はてなダイアリー廃止(201901)を受けてはてなブログに移設しました。

外出自粛令下の古書展

東京都では週末外出自粛要請が出た。五輪延期となってからコロナ禍はますます猖獗を極め、たとえば昭和文学会や日本近代文学会といった学会も春季の大会・例会は中止との由。古書展も本部古書会館での和洋会は中止となった。しかし南部古書会館の五反田遊古会、西部古書会館での中央線古書展は予定通り開催された。

f:id:taqueshix:20200328164404j:plain

五反田遊古会に二日目の土曜日に赴いた。2階への入口には消毒液、2階は窓があけてあり(少し寒いが)換気が意識されていた。で、もちろん注文品があったからというのもあるのだが、今回はちょっとそれ以外の理由もあった。

とはいえ、ダラダラしていたら遅くなり結局は閉場15分前くらいに会場に到着。ガレージをザーッと見てから、2階の会場へ。そこにいらした月の輪書林さんに、今回目録出品されている“コピー”を見せていただく。というのは、中央公論社の編集者で、一時期谷崎潤一郎の秘書をしていた(その後谷崎と衝突、出入禁止に)、小瀧穆(穆=あつし)の昭和20〜21年の日記のコピーが出品されており、前回趣味展の会場での立ち話で、ご厚意で見せていただけるとのことであったからである。終戦直後、谷崎の所に挨拶にいったときの記述、「細雪」出版についてかなり細かい指示を受けて困惑している様子、小瀧は荷風担当であったこともあり荷風についての記述などもあった。これはむしろその後の日記を見てみたい、こうしてコピーが出回っているということはこれ一部ではない筈だ、それはいまどこにあるんだろうかなどと思ったことであった。

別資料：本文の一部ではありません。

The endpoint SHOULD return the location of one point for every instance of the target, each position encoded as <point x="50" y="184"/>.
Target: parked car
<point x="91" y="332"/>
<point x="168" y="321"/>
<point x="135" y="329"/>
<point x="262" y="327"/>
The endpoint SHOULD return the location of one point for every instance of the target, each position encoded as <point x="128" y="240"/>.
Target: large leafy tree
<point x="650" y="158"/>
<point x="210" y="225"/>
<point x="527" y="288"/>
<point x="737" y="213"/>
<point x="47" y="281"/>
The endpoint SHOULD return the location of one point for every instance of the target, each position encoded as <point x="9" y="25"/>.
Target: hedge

で、残り5分くらいだったが、せっかく来たので会場をザッとまわる。澤口書店が黒っぽい棚で、初日には掘り出し物があれこれあったと聞く。しかしゆっくり見ている時間はなく、2点のみ。

f:id:taqueshix:20200329033407j:plain

長谷川郁夫「美酒と革嚢」(河出書房新社)カバ帯2200円

小尾俊人「出版と社会」(幻戯書房)カバ帯2500円

これは目録注文品。両方とも買って読みたかったが、なかなか相応の定価に手が出せなかったもの。安く入手できて嬉しい。

それから、会場で買った2点にくわえ、今週ネットで買った古書も記しておく。

f:id:taqueshix:20200329033808j:plain

f:id:taqueshix:20200329033505j:plain

「特別号(附)」カード11枚帙500円

サンデー毎日昭和3年300円

斎藤光次郎「青騎士前後」(名古屋豆本)昭和43年5月31日限定2380円

幸田成友「番傘・風呂敷・書物」(書物展望社昭和14年6月18日再版凾欠1260円

末松謙澄訳「谷間の姫百合(一)」(金港堂)明治21年11月14日校正再版

末松謙澄訳「谷間の姫百合(二)」(金港堂)明治21年12月21日初版、2冊揃100円

「特別号(附)」というのは何だかよくわからないのだが、おそらくは昭和初期の梅原関連で別途読者に配布された附録であろう。内容は無修正のたぶんフランスのエロチックポストカードかと思われる。この程度のものを当時秘密裏に頒布していたのかという資料として。それから「サンデー毎日」は、名越国三郎の絵のため。この辺はきりがないが。この2点が会場で買ったもの。

名古屋豆本は、今執筆している原稿のために必要で、なくなく日本の古本屋で注文したもの。これでしか見たことのない情報が出ていて、まあ元は取ったか。奥付には「名古屋豆本 別冊企画本その第1集」とあるが記番のあるところは番号がなく、限定何部なのかもわからない。発行は名古屋タイムズ気付亀山巌友の会。

あとの2点はネットオークションにて。幸田の本は書物関係でちょっと面白い記事がありそうということで。

締切目前の原稿が終わらない、確定申告まだやってない、4月からの準備等々、とてもではないけれども、家に籠もってあれこれやらなければならず、病気に罹患する余裕は一ミリとてもない。